Re: [PATCHv4 02/10] mm: convert mm->nr_ptes to atomic_t

"Kirill A. Shutemov" <kirill.shutemov@xxxxxxxxxxxxxxx> · Sat, 28 Sep 2013 19:12:56 +0300 (EEST)

Johannes Weiner wrote:
> On Sat, Sep 28, 2013 at 01:24:51AM +0300, Kirill A. Shutemov wrote:
> > Cody P Schafer wrote:
> > > On 09/27/2013 06:16 AM, Kirill A. Shutemov wrote:
> > > > With split page table lock for PMD level we can't hold
> > > > mm->page_table_lock while updating nr_ptes.
> > > >
> > > > Let's convert it to atomic_t to avoid races.
> > > >
> > > 
> > > > ---
> > > 
> > > > diff --git a/include/linux/mm_types.h b/include/linux/mm_types.h
> > > > index 84e0c56e1e..99f19e850d 100644
> > > > --- a/include/linux/mm_types.h
> > > > +++ b/include/linux/mm_types.h
> > > > @@ -339,6 +339,7 @@ struct mm_struct {
> > > >   	pgd_t * pgd;
> > > >   	atomic_t mm_users;			/* How many users with user space? */
> > > >   	atomic_t mm_count;			/* How many references to "struct mm_struct" (users count as 1) */
> > > > +	atomic_t nr_ptes;			/* Page table pages */
> > > >   	int map_count;				/* number of VMAs */
> > > >
> > > >   	spinlock_t page_table_lock;		/* Protects page tables and some counters */
> > > > @@ -360,7 +361,6 @@ struct mm_struct {
> > > >   	unsigned long exec_vm;		/* VM_EXEC & ~VM_WRITE */
> > > >   	unsigned long stack_vm;		/* VM_GROWSUP/DOWN */
> > > >   	unsigned long def_flags;
> > > > -	unsigned long nr_ptes;		/* Page table pages */
> > > >   	unsigned long start_code, end_code, start_data, end_data;
> > > >   	unsigned long start_brk, brk, start_stack;
> > > >   	unsigned long arg_start, arg_end, env_start, env_end;
> > > 
> > > Will 32bits always be enough here? Should atomic_long_t be used instead?
> > 
> > Good question!
> > 
> > On x86_64 we need one table to cover 2M (512 entries by 4k, 21 bits) of
> > virtual address space. Total size of virtual memory which can be covered
> > by 31-bit (32 - sign) nr_ptes is 52 bits (31 + 21).
> > 
> > Currently, on x86_64 with 4-level page tables we can use at most 48 bit of
> > virtual address space (only half of it available for userspace), so we
> > pretty safe here.
> > 
> > Although, it can be a potential problem, if (when) x86_64 will implement
> > 5-level page tables -- 57-bits of virtual address space.
> > 
> > Any thoughts?
> 
> I'd just go with atomic_long_t to avoid having to worry about this in
> the first place.  It's been ulong forever and I'm not aware of struct
> mm_struct size being an urgent issue.  Cutting this type in half and
> adding overflow checks adds more problems than it solves.

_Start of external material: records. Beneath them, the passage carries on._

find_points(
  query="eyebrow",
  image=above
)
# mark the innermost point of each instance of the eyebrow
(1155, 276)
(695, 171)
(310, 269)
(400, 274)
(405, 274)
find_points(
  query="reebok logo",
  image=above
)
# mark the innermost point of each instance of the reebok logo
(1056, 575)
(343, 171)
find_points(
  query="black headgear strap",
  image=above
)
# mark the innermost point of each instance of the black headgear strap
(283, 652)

Good point. Updated patch is below.
It will cause few trivial conflicts in other patches. The whole patchset
can be found here:

git://git.kernel.org/pub/scm/linux/kernel/git/kas/linux.git thp/split_pmd_ptl/v5

>From fa55c2f7be050d0aa8e529a867de850ab1d0a7fb Mon Sep 17 00:00:00 2001
From: "Kirill A. Shutemov" <kirill.shutemov@xxxxxxxxxxxxxxx>
Date: Thu, 12 Sep 2013 19:32:15 +0300
Subject: [PATCHv5] mm: convert mm->nr_ptes to atomic_long_t

With split page table lock for PMD level we can't hold
mm->page_table_lock while updating nr_ptes.

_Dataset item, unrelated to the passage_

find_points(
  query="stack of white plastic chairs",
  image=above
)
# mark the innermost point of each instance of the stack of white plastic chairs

Let's convert it to atomic_long_t to avoid races.

Signed-off-by: Kirill A. Shutemov <kirill.shutemov@xxxxxxxxxxxxxxx>
Tested-by: Alex Thorlton <athorlton@xxxxxxx>
---
 fs/proc/task_mmu.c       |  3 ++-
 include/linux/mm_types.h |  2 +-
 kernel/fork.c            |  2 +-
 mm/huge_memory.c         | 10 +++++-----
 mm/memory.c              |  4 ++--
 mm/mmap.c                |  3 ++-
 mm/oom_kill.c            |  6 +++---
 7 files changed, 16 insertions(+), 14 deletions(-)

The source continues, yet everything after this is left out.